Kajal Mangesh Pawar
Statistics Canada reported that the Canadian economy lost 1,011,000 jobs in March during in The COVID-19 crisis.
The unemployment rate is raised to 7.8 per cent from 5.6 per cent in February, the largest one month decline since 1976.
The closest comparable dramatic decline in economic activity and employment Canada saw was the 1998 ice storm that closed up Ontario and Quebec businesses, StatCan said in Labour Force Survey, March 2020.
The number of people currently unemployed raised by 413,000 from February to March, mainly temporary layoffs from which workers are expected to get their jobs back in six months.
“These increases in absences from work can be attributed to COVID-19 and bring the total number of Canadians who were affected by either job loss or reduced hours to 3.1 million,” StatCan said.
The number of people who did not get any hours to work for the week increased by 1.3 million, according to the national statistics office.
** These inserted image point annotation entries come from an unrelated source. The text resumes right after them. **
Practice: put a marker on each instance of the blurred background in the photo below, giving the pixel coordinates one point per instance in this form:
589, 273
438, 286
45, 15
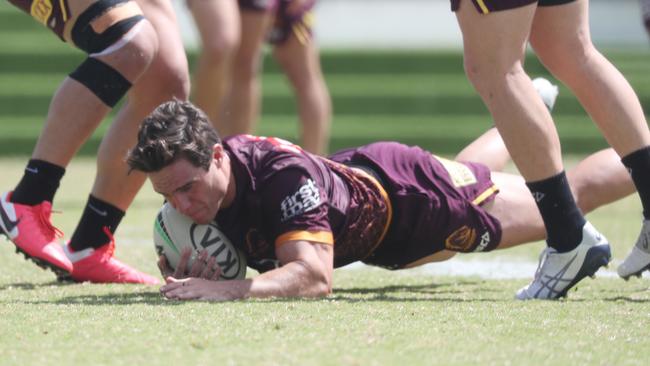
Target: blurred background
394, 70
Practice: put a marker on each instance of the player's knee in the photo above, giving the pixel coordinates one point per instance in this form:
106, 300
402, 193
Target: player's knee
220, 49
108, 84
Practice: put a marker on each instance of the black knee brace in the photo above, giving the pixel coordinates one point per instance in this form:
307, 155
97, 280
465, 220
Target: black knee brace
103, 80
85, 37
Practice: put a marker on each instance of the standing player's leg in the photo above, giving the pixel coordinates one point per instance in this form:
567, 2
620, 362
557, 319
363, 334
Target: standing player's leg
489, 148
495, 35
645, 14
219, 26
297, 53
596, 181
91, 246
243, 103
121, 44
561, 38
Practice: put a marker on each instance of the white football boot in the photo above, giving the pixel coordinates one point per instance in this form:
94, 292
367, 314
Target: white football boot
547, 90
638, 260
558, 272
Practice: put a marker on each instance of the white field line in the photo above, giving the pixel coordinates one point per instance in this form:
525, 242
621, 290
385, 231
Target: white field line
497, 268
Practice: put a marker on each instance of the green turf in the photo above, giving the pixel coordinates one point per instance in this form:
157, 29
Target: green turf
417, 97
374, 317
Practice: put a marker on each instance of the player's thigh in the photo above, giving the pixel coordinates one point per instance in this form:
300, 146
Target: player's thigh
255, 25
218, 23
516, 210
298, 60
168, 74
560, 33
498, 38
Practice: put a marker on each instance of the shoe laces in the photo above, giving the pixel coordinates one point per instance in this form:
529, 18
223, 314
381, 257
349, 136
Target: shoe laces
111, 244
43, 216
543, 256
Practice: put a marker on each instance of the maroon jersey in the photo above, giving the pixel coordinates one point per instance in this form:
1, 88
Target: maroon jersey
385, 204
284, 193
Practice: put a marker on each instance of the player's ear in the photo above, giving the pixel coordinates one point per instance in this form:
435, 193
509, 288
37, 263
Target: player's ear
217, 151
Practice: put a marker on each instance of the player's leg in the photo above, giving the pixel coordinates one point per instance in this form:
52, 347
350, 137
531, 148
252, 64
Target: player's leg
243, 103
218, 23
91, 246
645, 14
489, 148
299, 58
562, 40
596, 181
600, 179
120, 44
494, 46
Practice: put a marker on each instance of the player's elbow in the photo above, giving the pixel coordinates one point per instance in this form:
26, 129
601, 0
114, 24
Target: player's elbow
318, 280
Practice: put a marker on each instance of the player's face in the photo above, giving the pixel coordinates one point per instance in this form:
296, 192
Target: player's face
193, 191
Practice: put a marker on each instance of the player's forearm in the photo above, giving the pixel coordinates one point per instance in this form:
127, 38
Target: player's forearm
294, 279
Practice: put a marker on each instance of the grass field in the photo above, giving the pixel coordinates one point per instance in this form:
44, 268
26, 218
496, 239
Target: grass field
374, 317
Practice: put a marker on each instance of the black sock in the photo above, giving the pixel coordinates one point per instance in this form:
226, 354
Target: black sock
39, 183
638, 164
97, 215
562, 217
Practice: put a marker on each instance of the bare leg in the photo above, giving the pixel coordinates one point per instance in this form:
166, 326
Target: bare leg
166, 77
561, 38
494, 46
488, 149
244, 99
301, 64
74, 106
218, 23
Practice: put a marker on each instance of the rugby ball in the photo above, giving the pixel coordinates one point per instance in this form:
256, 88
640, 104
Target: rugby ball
174, 231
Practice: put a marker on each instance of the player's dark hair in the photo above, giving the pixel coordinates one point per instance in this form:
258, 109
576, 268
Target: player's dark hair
174, 130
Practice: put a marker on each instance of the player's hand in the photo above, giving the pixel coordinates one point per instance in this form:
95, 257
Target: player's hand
164, 267
205, 267
195, 289
180, 272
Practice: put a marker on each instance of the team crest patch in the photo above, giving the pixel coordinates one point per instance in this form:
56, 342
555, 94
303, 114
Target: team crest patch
306, 198
41, 10
461, 239
461, 175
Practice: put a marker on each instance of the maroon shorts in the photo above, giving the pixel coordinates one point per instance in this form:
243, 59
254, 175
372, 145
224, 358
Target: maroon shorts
284, 24
488, 6
436, 203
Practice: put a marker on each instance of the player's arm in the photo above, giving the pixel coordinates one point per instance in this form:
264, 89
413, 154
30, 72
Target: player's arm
306, 271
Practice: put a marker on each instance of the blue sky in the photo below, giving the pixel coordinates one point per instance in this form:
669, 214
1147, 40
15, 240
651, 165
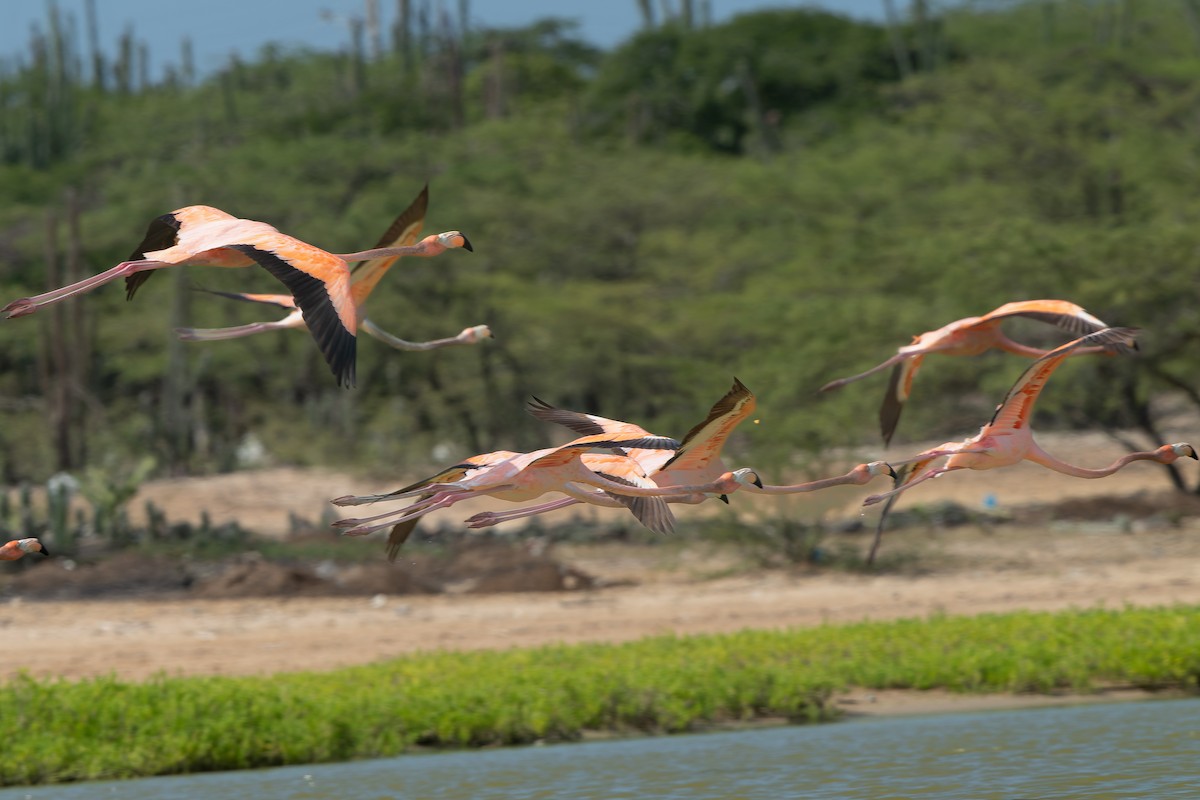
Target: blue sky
219, 28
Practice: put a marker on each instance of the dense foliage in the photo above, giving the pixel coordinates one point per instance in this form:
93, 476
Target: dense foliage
765, 198
59, 731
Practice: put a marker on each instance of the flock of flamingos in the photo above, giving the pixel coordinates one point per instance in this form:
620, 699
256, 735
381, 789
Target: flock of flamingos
611, 463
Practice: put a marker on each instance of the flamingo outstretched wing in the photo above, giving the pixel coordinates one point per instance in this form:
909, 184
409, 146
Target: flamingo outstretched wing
703, 443
1014, 410
319, 282
163, 232
466, 468
403, 232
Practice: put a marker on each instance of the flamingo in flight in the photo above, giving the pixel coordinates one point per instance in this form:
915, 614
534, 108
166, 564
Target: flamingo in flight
18, 547
198, 234
731, 409
531, 475
970, 336
364, 277
1008, 438
651, 512
696, 458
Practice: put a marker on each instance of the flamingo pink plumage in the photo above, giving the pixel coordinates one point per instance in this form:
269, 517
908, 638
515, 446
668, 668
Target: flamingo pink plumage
1008, 438
364, 277
202, 235
696, 458
970, 336
531, 475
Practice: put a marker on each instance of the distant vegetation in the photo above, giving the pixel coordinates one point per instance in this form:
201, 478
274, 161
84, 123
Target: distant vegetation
785, 197
106, 728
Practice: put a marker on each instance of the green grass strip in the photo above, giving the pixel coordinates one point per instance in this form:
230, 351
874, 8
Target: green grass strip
70, 731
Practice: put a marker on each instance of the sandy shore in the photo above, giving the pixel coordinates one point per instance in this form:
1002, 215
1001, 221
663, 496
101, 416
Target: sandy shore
653, 590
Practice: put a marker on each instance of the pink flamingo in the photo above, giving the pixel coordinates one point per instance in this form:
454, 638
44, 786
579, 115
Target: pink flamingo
696, 458
970, 336
1008, 438
651, 512
364, 277
531, 475
319, 281
18, 547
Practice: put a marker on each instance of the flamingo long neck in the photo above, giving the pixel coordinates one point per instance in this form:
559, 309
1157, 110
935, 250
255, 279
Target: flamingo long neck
811, 486
1039, 456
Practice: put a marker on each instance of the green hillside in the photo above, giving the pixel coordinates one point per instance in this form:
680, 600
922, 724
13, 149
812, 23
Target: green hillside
784, 198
“According to how things are, March seems like just the tip go the iceberg – things may get worse,” said Roshan Gopwani, graduate of Financial Planning and Services program at Algonquin College.
Workers in “less secure, lower-quality jobs” were more likely to experience job losses in March, Statscan report said.
Women between the ages of 25 and 45 lost more than twice the jobs as men in the same age group, StatCan reported.
About 20 per cent of employed women in this age group lost all or the majority of their work hours in March, compared to 13.9 per cent of men.
The greatest employment declines were also seen in youth wherein bout 20 per cent of employed youth lost majority or all of their usual hours
The number of workers doing multiple jobs also decreased by 25.6 per cent.
“Employment losses in March affected a range of family types, including couple families where one or both partners may have lost their job. Between March 2019 and March 2020, the number of spouses/partners in dual-earner couples decreased,” said StatCan
“This number would increase because since StatCan survey period number of people have applied for emergency relief,” Gopwani said.
Ontario suffered from the largest number of job losses at the provincial level with the number of unemployed people rising to 403,000, followed by Quebec at 264,000 and then British Columbia at 132,000.
Food services and accommodation had the biggest number of job losses, the sector shrank by almost one-quarter. This was followed by the IT sector, arts and culture losing 13 per cent of their jobs. Education lost nine per cent and retail trade sector lost seven per cent.